The Science of Being Well

Hunger is natures call for material to be used in building new cells, and nature never calls for anything which may not be legitimately used for this purpose.

Appetite is often largely a matter of habit. If one eats or drinks at a certain hour, and especially if one takes sweetened or spiced and stimulating foods, the desire comes regularly at the same hour, but this habitual desire for food should never be mistaken for hunger.

Hunger does not appear at specified times. It only comes when work or exercise has used sufficient energy to make the taking in of new raw material a necessity.

For instance, if a person has been sufficiently fed on the preceding day, it is impossible that he should feel a genuine hunger on arising from refreshing sleep. In sleep the body is recharged with vital power, and the assimilation of the food which has been taken during the day is completed the system has no need for food immediately after sleep, unless the person went to his rest in a state of starvation. With a system of feeding which is even a reasonable approach to a natural one, no one can have a real hunger for an early morning breakfast. There is no such thing possible as a normal or genuine hunger immediately after arising from sound sleep.

The early morning breakfast is always taken to gratify appetite, never to satisfy hunger. No matter who you are, or what your condition is; no matter how hard you work, or how much you are exposed, unless you go to your bed starved, you cannot arise from your bed hungry.

Hunger is not caused by sleep, but by work. And it does not matter who you are, or what your condition, or how hard or easy your work, the so-called no breakfast plan is the right plan for you. It is the right plan for everybody, because it is based on the universal law that hunger never comes until it is EARNED. I am aware that a protest against this will come from the large number of people who enjoy. their breakfasts, whose breakfast is their best meal,. who believe that their work is so hard that they cannot get through the forenoon on an empty stomach, and so on. But all their arguments fall down before the facts.

They enjoy their breakfast as the toper enjoys his morning dram, because it gratifies a habitual appetite and not because it supplies a natural want. It is their best meal for the same reason that his morning dram is the topers best drink.
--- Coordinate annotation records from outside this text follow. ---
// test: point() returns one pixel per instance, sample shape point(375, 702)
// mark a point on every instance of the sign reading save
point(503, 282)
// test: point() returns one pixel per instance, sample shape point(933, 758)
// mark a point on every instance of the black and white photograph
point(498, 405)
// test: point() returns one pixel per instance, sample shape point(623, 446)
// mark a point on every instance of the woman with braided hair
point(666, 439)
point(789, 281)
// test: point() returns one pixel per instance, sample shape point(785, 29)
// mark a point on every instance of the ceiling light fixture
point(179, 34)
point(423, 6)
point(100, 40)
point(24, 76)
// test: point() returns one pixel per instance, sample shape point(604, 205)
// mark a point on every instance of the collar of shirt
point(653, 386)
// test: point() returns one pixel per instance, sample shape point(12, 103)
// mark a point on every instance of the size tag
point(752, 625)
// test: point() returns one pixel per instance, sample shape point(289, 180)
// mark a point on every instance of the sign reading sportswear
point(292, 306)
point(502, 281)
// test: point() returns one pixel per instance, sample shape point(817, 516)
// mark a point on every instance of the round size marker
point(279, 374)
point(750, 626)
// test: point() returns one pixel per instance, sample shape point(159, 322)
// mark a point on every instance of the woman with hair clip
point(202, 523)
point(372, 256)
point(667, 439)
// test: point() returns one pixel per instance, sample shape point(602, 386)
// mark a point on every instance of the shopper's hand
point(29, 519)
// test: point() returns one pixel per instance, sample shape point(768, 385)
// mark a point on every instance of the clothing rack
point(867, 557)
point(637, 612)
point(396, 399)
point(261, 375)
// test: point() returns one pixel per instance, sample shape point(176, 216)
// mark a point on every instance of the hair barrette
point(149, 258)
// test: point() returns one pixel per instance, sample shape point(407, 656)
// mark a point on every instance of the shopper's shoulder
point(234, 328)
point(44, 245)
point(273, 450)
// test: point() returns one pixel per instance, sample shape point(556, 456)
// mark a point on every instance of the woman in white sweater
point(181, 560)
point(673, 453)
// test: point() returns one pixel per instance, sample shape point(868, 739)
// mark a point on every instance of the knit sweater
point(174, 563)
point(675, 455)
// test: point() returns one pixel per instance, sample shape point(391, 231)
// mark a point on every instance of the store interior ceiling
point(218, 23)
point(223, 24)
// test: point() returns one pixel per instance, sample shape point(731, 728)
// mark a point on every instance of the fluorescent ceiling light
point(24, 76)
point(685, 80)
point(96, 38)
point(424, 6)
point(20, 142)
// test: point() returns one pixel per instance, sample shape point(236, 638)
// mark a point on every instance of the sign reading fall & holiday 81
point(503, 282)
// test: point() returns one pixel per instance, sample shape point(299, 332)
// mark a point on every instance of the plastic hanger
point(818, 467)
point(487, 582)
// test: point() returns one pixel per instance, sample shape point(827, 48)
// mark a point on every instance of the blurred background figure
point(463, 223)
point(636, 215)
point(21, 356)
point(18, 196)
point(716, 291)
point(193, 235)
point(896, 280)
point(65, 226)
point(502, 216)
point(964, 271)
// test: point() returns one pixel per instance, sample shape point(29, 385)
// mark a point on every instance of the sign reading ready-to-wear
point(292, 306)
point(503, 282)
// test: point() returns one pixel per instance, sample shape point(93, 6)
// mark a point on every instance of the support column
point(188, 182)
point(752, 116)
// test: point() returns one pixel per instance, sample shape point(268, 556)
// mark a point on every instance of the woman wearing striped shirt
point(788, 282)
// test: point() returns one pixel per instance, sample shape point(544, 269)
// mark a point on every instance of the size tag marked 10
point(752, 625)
And they CAN get along without it, because millions of people, of every trade and profession, DO get along without it, and are vastly better for doing so.
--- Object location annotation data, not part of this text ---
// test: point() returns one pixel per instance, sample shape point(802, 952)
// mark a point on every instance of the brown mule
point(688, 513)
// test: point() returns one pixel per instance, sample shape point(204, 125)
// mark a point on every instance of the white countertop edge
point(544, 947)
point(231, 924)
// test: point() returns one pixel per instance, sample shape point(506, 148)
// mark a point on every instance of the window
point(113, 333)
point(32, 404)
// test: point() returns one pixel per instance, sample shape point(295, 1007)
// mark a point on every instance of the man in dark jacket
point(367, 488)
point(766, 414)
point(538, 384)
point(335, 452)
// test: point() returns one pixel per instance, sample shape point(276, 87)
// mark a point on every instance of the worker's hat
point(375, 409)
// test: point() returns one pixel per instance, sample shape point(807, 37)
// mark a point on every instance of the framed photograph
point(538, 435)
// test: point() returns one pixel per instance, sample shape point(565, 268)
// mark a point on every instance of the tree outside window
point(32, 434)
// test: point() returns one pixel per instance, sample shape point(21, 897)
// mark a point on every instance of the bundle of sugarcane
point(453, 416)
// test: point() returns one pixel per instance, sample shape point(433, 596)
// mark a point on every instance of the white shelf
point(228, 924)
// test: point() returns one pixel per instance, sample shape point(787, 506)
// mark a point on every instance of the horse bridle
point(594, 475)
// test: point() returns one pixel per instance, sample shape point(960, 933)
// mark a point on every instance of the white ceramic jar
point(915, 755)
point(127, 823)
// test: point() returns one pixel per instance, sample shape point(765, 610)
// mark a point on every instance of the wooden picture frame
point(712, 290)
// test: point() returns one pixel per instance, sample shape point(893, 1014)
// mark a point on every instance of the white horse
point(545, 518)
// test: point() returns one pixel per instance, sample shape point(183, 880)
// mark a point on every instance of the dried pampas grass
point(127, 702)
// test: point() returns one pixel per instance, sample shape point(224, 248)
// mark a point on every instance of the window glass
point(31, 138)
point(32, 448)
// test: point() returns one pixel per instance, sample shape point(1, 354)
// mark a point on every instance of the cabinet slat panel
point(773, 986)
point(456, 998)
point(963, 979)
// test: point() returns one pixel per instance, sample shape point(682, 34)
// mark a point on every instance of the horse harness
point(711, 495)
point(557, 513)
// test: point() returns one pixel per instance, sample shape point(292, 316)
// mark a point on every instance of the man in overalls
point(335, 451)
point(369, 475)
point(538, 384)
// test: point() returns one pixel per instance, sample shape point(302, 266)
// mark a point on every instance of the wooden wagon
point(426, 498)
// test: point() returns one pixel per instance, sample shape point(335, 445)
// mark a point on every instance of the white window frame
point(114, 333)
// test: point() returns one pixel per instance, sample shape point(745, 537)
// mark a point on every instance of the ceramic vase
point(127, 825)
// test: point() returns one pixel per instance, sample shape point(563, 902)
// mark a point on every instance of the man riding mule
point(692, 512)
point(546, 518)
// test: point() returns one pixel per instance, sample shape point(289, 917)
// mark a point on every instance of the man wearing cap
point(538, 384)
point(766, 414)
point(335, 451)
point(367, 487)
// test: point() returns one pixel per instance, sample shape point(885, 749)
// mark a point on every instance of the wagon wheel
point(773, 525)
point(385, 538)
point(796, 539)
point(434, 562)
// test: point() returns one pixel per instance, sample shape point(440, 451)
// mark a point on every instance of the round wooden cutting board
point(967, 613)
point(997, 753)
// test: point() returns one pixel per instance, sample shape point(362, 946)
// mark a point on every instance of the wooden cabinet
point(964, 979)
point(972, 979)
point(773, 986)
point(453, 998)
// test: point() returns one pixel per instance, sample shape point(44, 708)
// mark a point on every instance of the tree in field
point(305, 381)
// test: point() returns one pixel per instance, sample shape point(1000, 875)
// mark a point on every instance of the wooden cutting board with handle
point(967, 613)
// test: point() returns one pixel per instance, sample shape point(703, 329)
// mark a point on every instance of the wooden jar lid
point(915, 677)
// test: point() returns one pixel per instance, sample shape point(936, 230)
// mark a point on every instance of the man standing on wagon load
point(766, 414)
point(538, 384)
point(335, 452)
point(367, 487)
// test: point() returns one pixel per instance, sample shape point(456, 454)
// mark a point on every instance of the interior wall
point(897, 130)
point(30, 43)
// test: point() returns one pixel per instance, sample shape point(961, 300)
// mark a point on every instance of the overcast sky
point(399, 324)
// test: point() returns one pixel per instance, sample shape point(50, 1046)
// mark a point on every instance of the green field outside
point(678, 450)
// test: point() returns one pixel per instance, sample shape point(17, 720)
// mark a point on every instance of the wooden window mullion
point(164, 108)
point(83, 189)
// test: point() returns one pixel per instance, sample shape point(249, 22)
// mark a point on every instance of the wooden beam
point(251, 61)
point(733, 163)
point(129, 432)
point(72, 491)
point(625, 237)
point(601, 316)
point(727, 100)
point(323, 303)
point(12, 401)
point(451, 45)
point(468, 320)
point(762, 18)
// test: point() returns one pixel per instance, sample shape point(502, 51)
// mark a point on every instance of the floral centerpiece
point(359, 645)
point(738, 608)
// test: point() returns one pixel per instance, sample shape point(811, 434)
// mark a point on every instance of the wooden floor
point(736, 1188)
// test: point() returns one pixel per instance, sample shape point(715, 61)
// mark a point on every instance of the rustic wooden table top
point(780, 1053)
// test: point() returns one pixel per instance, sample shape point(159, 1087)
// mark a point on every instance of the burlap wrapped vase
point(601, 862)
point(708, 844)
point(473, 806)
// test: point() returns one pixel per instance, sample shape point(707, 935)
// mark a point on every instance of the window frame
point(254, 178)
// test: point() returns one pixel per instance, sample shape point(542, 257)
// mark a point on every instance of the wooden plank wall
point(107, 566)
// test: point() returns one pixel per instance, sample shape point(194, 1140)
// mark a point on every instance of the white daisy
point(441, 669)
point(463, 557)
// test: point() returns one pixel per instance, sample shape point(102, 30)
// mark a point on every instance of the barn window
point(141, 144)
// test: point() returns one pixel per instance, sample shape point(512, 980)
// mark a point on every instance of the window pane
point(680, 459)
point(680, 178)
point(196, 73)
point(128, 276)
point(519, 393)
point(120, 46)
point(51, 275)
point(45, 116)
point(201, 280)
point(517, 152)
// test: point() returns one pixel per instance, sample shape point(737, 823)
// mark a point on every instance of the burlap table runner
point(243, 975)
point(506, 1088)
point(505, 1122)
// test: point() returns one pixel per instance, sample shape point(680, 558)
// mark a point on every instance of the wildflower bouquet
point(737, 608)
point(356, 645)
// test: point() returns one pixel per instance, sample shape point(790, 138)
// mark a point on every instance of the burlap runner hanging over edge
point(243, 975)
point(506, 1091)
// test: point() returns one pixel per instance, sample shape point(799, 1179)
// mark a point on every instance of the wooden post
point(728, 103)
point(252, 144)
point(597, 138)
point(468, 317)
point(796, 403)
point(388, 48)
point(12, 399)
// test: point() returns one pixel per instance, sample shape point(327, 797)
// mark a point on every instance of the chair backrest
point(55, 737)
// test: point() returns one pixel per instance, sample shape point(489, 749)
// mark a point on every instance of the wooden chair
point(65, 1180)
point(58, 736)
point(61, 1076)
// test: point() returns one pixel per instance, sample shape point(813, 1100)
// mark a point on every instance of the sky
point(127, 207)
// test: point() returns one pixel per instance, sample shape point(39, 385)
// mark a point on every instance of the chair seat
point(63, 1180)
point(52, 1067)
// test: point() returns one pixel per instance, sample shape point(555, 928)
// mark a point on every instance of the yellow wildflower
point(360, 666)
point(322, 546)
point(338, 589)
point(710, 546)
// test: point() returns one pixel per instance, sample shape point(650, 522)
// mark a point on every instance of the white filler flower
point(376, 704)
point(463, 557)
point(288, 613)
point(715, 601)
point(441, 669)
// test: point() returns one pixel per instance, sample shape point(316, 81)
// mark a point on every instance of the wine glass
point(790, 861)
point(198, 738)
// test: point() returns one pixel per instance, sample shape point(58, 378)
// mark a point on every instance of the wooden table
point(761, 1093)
If you are to live according to the Science of Being Well, you must NEVER EAT UNTIL YOU HAVE AN EARNED HUNGER.

But if I do not eat on arising in the morning, when shall I take my first meal?

In 99 cases out of a hundred twelve o.clock noon is early enough, and it is generally the most convenient time. If you are doing heavy work, you will get by noon a hunger sufficient to justify a good-sized meal. And if your work is light, you will probably still have hunger enough for a moderate meal. The best general rule or law that can be laid down is that you should eat your first meal of the day at noon if you are hungry, and if you are not hungry, wait until you become so.

And when shall I eat my second meal?

Not at all, unless you are hungry for it and that with a genuine earned hunger. If you do get hungry for a second meal, eat at the most convenient time, but do not eat until you have a really earned hunger.

The reader who wishes to fully inform himself as to the reasons for this way of arranging the mealtimes will find the best books thereon cited in the preface to this work. From the foregoing, however, you can easily see that the Science of Being Well readily answers the question, When, and how often shall I eat?

The answer: Eat when you have an earned hunger, and never eat at any other time.